In a past article we discussed the concept of asset protection being, at its core, a strategy for risk management. In our last article, we talked about institutional risk, and there is one salient point that is worth reiterating: In order to manage risk, you first have to identify risk. One reason that it’s even necessary for us to point out the idea of institutional risk is that most people aren’t aware that it exists . . . even after the failure of Lehman. Part of that is a false sense of security about things like FDIC insurance. Sure, the FDIC raised its coverage to $250,000, but you are aware that it has 99 years to repay you if your bank fails? What that means for us is simply that the FDIC, like so many other perceived safety nets, is nothing more than an illusion. Well, a nice looking sticker on your bank’s door, in the case of the FDIC.
Unknown Market Risks
Here’s the reality, if you are invested in liquid markets (e.g. stocks and bonds), you are taking risk. You can pick the fasting growing, lowest P/E company out there, but the truth is that the stock’s performance is at least somewhat tied to the overall market. No matter how good a company’s management team is, there is very little that anyone can do about the macro-economy. This simply means that all investments are subject to market risk on two levels: The macro level (overall domestic and now global economic conditions), and the micro level (ability to compete in a niche and generate high marginal profits that attract long-term investors).
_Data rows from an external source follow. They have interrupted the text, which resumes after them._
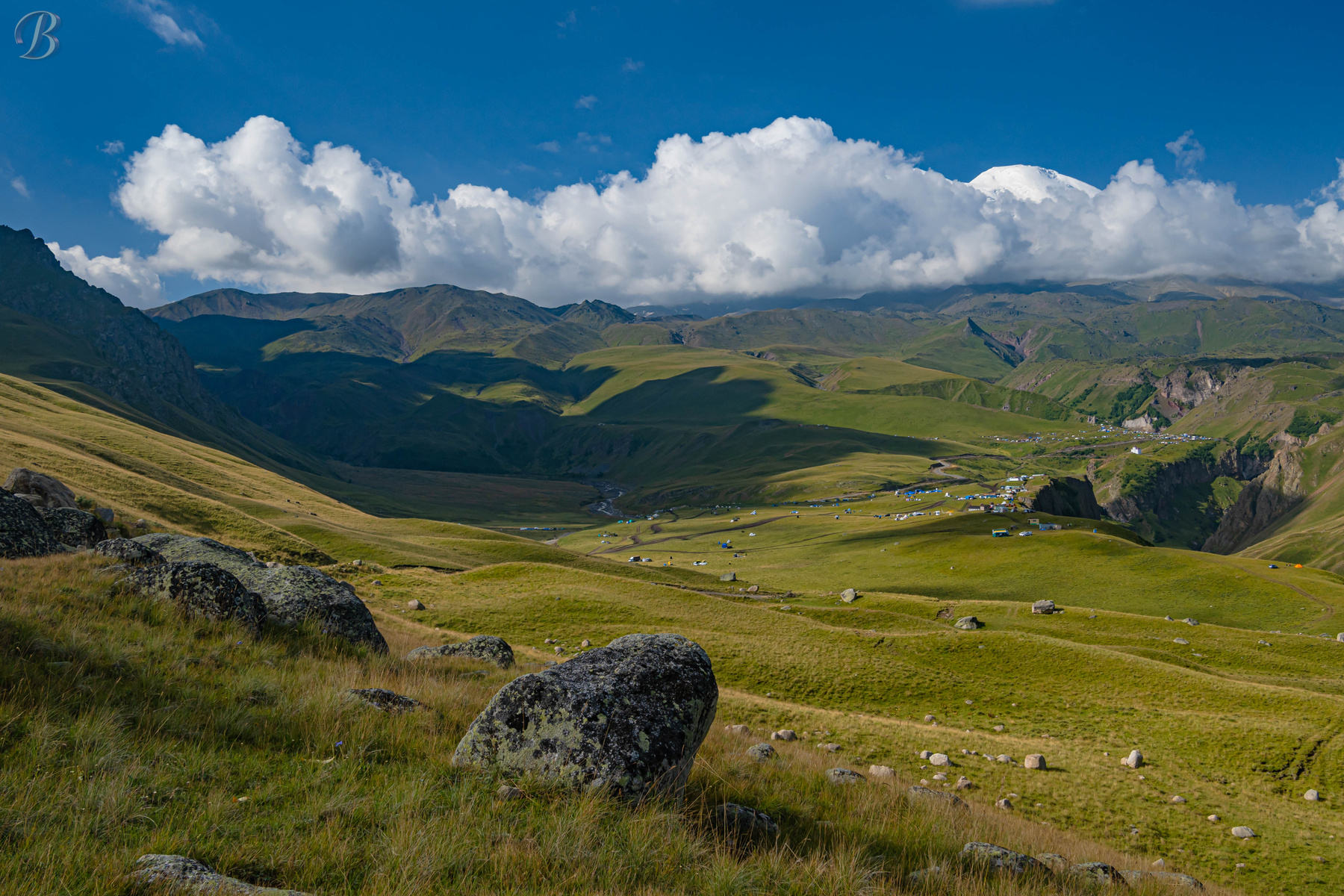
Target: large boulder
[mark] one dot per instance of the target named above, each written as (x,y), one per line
(181,875)
(626,718)
(292,594)
(40,489)
(485,648)
(74,527)
(23,532)
(199,590)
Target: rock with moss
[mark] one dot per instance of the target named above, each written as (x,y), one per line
(181,875)
(199,590)
(292,594)
(485,648)
(73,527)
(626,718)
(23,532)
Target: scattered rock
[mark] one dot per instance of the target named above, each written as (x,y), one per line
(385,700)
(742,821)
(129,553)
(290,594)
(199,590)
(179,875)
(761,753)
(626,718)
(843,777)
(484,648)
(936,795)
(1001,859)
(49,492)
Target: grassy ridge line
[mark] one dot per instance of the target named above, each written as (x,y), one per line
(129,731)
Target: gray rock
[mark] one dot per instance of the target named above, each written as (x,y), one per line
(74,527)
(50,492)
(485,648)
(385,700)
(292,594)
(843,777)
(199,590)
(939,797)
(181,875)
(761,753)
(626,718)
(1001,859)
(1095,874)
(742,821)
(23,532)
(128,551)
(1162,877)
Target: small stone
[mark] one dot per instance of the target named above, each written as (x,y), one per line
(843,777)
(761,753)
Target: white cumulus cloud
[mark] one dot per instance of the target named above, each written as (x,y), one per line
(786,208)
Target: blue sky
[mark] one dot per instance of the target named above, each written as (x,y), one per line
(534,96)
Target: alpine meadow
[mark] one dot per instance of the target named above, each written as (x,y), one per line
(672,449)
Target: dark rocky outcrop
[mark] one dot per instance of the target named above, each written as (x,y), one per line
(23,532)
(292,594)
(485,648)
(1066,496)
(626,718)
(181,875)
(73,527)
(1263,501)
(129,553)
(47,491)
(199,590)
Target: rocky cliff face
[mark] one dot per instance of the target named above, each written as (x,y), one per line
(131,358)
(1263,501)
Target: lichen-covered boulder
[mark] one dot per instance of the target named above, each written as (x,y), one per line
(74,527)
(626,718)
(382,699)
(23,532)
(129,553)
(1001,859)
(181,875)
(485,648)
(47,491)
(199,590)
(292,594)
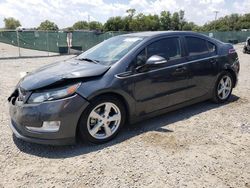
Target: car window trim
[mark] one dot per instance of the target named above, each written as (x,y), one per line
(158,39)
(132,74)
(204,53)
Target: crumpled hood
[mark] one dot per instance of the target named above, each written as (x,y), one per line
(59,71)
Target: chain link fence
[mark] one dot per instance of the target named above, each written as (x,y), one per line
(28,43)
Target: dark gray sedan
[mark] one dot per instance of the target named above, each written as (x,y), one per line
(123,79)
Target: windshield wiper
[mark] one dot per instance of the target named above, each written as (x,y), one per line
(89,60)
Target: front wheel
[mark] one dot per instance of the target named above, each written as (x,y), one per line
(102,120)
(223,88)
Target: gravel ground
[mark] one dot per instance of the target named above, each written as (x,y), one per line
(204,145)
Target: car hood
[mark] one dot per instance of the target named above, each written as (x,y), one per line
(57,72)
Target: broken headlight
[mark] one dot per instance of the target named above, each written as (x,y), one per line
(53,94)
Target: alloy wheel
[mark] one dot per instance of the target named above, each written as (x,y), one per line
(104,120)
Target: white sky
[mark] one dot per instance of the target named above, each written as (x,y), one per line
(66,12)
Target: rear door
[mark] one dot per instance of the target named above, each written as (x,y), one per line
(202,60)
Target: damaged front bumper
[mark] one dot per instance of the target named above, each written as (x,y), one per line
(28,120)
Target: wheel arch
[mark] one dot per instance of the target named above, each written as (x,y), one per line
(233,74)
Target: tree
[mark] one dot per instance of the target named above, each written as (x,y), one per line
(81,25)
(94,25)
(182,20)
(165,20)
(11,23)
(175,21)
(48,26)
(189,26)
(114,24)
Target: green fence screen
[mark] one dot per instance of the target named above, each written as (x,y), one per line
(82,40)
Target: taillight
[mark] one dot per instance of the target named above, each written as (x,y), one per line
(231,51)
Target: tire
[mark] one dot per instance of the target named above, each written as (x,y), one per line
(97,125)
(222,93)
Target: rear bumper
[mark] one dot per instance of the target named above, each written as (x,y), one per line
(67,111)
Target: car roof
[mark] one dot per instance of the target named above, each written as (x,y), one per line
(160,33)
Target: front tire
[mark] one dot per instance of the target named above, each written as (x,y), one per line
(223,88)
(102,120)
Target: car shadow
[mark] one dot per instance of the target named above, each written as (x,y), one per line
(154,124)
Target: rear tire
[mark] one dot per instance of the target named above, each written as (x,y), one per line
(223,88)
(102,120)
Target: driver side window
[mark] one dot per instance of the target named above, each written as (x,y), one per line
(169,48)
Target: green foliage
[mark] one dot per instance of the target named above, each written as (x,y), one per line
(150,22)
(48,26)
(81,25)
(233,22)
(115,24)
(11,23)
(94,25)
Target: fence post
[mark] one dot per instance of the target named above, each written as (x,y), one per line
(48,42)
(18,43)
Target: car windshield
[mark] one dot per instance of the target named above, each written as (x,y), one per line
(111,50)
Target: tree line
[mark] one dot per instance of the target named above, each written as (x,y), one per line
(151,22)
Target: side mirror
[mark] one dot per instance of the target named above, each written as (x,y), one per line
(155,60)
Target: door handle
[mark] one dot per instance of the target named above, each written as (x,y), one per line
(181,69)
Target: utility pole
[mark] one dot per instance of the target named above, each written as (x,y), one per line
(89,20)
(216,14)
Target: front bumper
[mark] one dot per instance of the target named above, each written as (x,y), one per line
(67,111)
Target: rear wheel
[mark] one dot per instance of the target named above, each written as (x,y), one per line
(102,120)
(223,88)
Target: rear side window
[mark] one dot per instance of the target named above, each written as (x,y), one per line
(211,47)
(168,48)
(196,46)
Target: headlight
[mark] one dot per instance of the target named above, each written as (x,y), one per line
(49,95)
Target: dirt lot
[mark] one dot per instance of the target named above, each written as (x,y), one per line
(205,145)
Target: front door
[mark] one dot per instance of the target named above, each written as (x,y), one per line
(163,85)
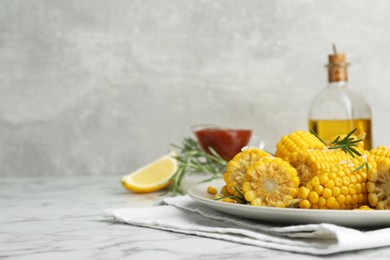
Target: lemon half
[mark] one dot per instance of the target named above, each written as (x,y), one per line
(152,177)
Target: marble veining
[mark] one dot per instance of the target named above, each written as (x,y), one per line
(60,218)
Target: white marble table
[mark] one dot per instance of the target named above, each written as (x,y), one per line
(60,218)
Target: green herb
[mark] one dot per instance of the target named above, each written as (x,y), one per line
(346,144)
(192,159)
(240,197)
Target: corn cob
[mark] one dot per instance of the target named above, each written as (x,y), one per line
(359,145)
(340,187)
(237,167)
(311,162)
(271,182)
(380,152)
(296,142)
(378,185)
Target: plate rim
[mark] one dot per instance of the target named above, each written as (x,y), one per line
(311,213)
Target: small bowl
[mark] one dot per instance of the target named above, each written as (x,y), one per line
(227,142)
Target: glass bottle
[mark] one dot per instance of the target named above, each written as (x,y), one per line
(338,109)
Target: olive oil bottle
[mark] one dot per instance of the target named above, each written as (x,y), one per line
(338,109)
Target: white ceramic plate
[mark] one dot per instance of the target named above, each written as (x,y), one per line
(354,218)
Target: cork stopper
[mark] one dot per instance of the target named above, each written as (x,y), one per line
(337,67)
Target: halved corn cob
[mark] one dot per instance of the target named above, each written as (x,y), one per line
(309,163)
(381,152)
(359,145)
(271,182)
(342,187)
(237,167)
(378,184)
(296,142)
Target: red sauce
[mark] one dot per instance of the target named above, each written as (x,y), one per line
(226,142)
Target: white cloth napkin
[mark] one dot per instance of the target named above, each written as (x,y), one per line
(184,215)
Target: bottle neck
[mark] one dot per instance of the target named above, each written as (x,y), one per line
(338,84)
(337,72)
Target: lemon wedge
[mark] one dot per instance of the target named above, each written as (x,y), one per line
(152,177)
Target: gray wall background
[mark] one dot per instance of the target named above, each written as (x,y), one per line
(94,87)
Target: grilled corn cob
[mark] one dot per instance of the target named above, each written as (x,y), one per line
(309,163)
(340,187)
(271,182)
(296,142)
(237,167)
(359,145)
(378,185)
(380,152)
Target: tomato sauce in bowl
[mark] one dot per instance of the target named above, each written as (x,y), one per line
(226,142)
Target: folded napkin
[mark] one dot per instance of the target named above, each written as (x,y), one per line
(184,215)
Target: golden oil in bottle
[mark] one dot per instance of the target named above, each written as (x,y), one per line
(327,129)
(338,109)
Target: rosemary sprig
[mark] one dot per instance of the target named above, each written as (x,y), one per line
(239,197)
(346,144)
(192,159)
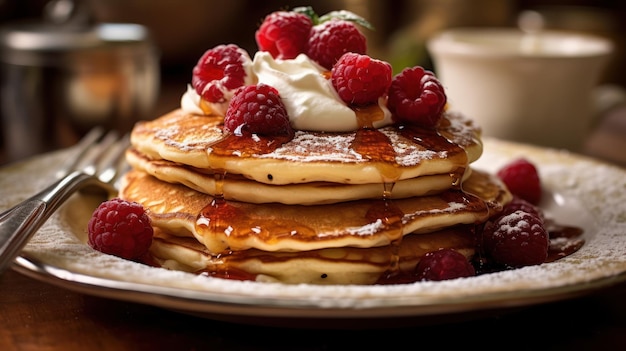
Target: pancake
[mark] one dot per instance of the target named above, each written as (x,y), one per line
(238,188)
(345,265)
(365,156)
(224,226)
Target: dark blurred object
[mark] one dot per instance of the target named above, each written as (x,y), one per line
(63,74)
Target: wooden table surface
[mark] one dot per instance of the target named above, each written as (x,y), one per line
(39,316)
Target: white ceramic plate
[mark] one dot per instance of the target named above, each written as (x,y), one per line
(579,191)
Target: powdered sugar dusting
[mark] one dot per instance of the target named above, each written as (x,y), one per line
(582,192)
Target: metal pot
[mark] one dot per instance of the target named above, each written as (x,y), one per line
(58,81)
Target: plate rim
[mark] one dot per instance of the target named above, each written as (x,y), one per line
(137,292)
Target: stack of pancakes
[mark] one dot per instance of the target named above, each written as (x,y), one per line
(323,208)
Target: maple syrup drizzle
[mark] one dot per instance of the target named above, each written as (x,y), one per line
(221,216)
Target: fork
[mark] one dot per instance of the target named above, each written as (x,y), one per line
(98,165)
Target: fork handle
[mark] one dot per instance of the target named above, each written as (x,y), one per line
(18,224)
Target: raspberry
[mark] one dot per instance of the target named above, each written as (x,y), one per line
(443,264)
(284,34)
(219,72)
(329,40)
(522,179)
(120,228)
(257,109)
(516,239)
(416,96)
(360,79)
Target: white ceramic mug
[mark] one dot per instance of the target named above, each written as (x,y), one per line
(532,88)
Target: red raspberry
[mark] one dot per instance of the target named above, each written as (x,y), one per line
(516,239)
(257,109)
(121,228)
(416,96)
(522,179)
(444,264)
(329,40)
(220,70)
(360,79)
(284,34)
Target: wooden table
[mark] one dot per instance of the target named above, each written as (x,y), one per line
(40,316)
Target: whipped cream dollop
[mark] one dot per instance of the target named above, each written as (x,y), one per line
(309,97)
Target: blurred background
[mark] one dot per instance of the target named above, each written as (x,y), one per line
(182,30)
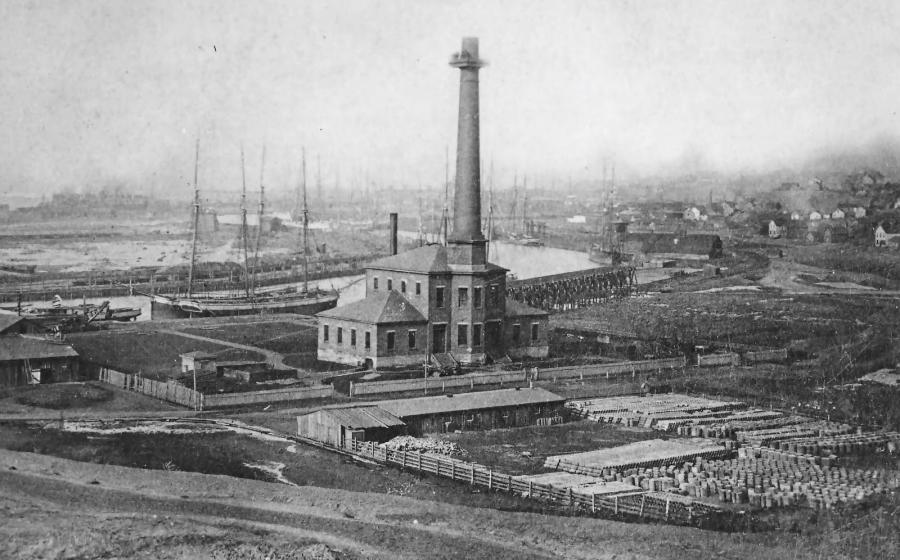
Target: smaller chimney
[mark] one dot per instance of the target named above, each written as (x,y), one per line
(393,233)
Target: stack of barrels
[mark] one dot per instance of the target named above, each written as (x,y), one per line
(843,445)
(761,481)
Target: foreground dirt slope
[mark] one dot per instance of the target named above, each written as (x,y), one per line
(55,508)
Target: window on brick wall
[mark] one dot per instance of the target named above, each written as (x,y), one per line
(463,297)
(462,335)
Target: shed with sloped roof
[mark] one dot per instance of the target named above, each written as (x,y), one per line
(30,359)
(502,408)
(340,426)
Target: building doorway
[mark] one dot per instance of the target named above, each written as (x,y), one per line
(439,338)
(492,336)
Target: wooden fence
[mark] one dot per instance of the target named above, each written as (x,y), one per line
(164,391)
(273,395)
(727,359)
(776,355)
(646,505)
(436,384)
(179,394)
(607,370)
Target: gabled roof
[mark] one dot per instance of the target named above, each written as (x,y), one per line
(518,309)
(481,400)
(19,347)
(361,417)
(9,320)
(198,355)
(429,258)
(383,307)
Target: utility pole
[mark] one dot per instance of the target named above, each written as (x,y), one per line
(196,220)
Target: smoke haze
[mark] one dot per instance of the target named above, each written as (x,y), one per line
(100,92)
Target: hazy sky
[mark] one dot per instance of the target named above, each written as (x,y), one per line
(95,91)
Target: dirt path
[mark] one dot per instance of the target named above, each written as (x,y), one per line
(52,507)
(782,274)
(275,359)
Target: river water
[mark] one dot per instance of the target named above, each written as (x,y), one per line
(523,261)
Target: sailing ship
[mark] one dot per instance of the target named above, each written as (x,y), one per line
(69,317)
(294,299)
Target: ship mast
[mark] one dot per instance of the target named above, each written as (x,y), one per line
(525,205)
(487,249)
(445,214)
(196,221)
(262,207)
(244,224)
(305,231)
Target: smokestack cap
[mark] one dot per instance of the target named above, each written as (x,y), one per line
(467,57)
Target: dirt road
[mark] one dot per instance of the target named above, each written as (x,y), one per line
(55,508)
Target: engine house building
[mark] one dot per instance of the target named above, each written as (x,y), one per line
(380,421)
(439,299)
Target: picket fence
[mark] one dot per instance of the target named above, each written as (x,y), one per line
(179,394)
(607,370)
(272,395)
(436,384)
(647,505)
(727,359)
(165,391)
(775,355)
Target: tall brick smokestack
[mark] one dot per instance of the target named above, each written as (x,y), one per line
(393,247)
(467,200)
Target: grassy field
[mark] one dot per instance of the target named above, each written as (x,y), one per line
(230,454)
(92,397)
(154,354)
(523,450)
(278,336)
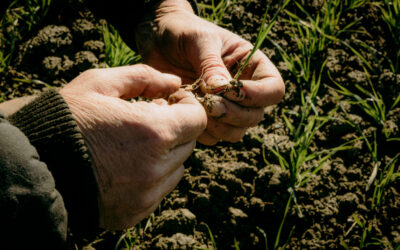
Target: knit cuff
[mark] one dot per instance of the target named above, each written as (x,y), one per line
(52,130)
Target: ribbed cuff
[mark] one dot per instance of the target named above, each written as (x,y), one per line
(52,130)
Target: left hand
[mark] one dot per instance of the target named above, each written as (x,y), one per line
(190,47)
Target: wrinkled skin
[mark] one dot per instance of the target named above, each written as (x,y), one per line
(192,48)
(137,148)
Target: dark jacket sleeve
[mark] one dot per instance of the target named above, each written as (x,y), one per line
(30,200)
(32,211)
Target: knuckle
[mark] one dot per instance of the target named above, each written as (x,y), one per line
(280,90)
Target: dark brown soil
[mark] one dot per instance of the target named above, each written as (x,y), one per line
(229,188)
Managing Your Own Portfolio
Many of our clients are investors, and many of them manage their own portfolios. “Home gamers” are people who like to assess risk and allocate assets, but they are at a disadvantage in many cases, because they are often competing for returns against Wall Street professionals who are trained to do one thing: Get your money! Remember, it’s a zero-sum-game. For every winner, there is a loser.
Despite the fact that many do-it-yourself investors are sophisticated professionals, it’s surprising to find out how many of them are “long only” investors–how many of them don’t even know that going short (or selling assets that you don’t own in anticipation of the market falling) is even an option. This type of knowledge is one advantage that professional money managers have over the typical individual investor. It is a huge risk to invest when you don’t know what you don’t know.